Over the past one and five years, losses are 25 per cent and returns of 5.3 per cent.
AND WHAT THEY ARE SELLING
Struggling retail and leisure
While some fund managers saw opportunities as retail stocks fell, others believe it will take too long for some shops to recover.
‘We sold positions in M&S, Macy’s and Gap as we thought that without customers even good recovery plans would be insufficient,’ says McKinnon at Scottish Investment Trust.
Torcail Stewart, manager of fund Baillie Gifford Strategic Bond, sold shares in Pure Gym on the basis that gym usage will remain subdued as the country emerges from lockdown.
Fully valued cleaning companies
Fundsmith’s Terry Smith, who is renowned for holding on to companies long term, made the unusual decision to sell cleaning company Clorox after holding it for only four months.
Clorox is among the best-performing stocks in the S&P500 since the turn of the year, thanks to demand for its bleach.
However, Smith still holds rival cleaning product group Reckitt Benckiser.
Smith says that Clorox had performed strongly and that the crisis ‘has produced other investment opportunities we wish to take advantage of’.
Fundsmith Equity only ever holds a small number of companies – around 30.
ONE FUND GURU HAS MADE NO CHANGES
While most investment managers have changed their portfolios as stocks have fluctuated during the coronavirus pandemic, one of the UK’s remaining ‘star managers’ wrote to his investors – explaining that he was making no changes.
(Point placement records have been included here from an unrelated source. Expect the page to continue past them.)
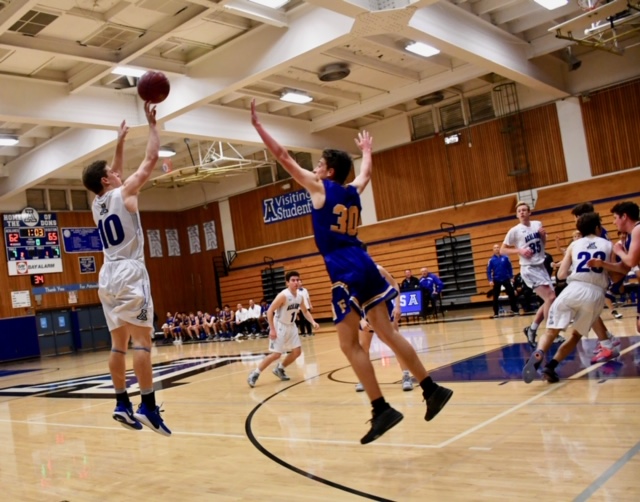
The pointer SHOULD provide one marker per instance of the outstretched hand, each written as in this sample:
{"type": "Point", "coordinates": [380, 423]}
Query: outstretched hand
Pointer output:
{"type": "Point", "coordinates": [150, 112]}
{"type": "Point", "coordinates": [364, 141]}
Nick Train, of investment house Lindsell Train, did not buy or sell investments in any of his four funds – describing this decision as ‘significant’ when he wrote to investors at the end of April.
No change of view: Lindsell’s Nick Train
He explained: ‘There are two reasons for it. First, we hope Lindsell Train’s investment principles and process mean we were already owning the right sort of company for a crisis. We have always placed a high value on the ‘survivability’ of the companies we invest in.
Next, in all humility: ‘We do not know’. We are not epidemiologists and therefore have no insight into the duration or severity of the epidemic.’
In three months, Lindsell Train’s Global Equity fund is up 15 per cent, while it is up 0.7 per cent over a year and 118 per cent over five years.
The £7.4billion fund is one of the country’s biggest and has key stakes in some of the world’s largest listed companies – such as drinks giant Diageo and payment company PayPal.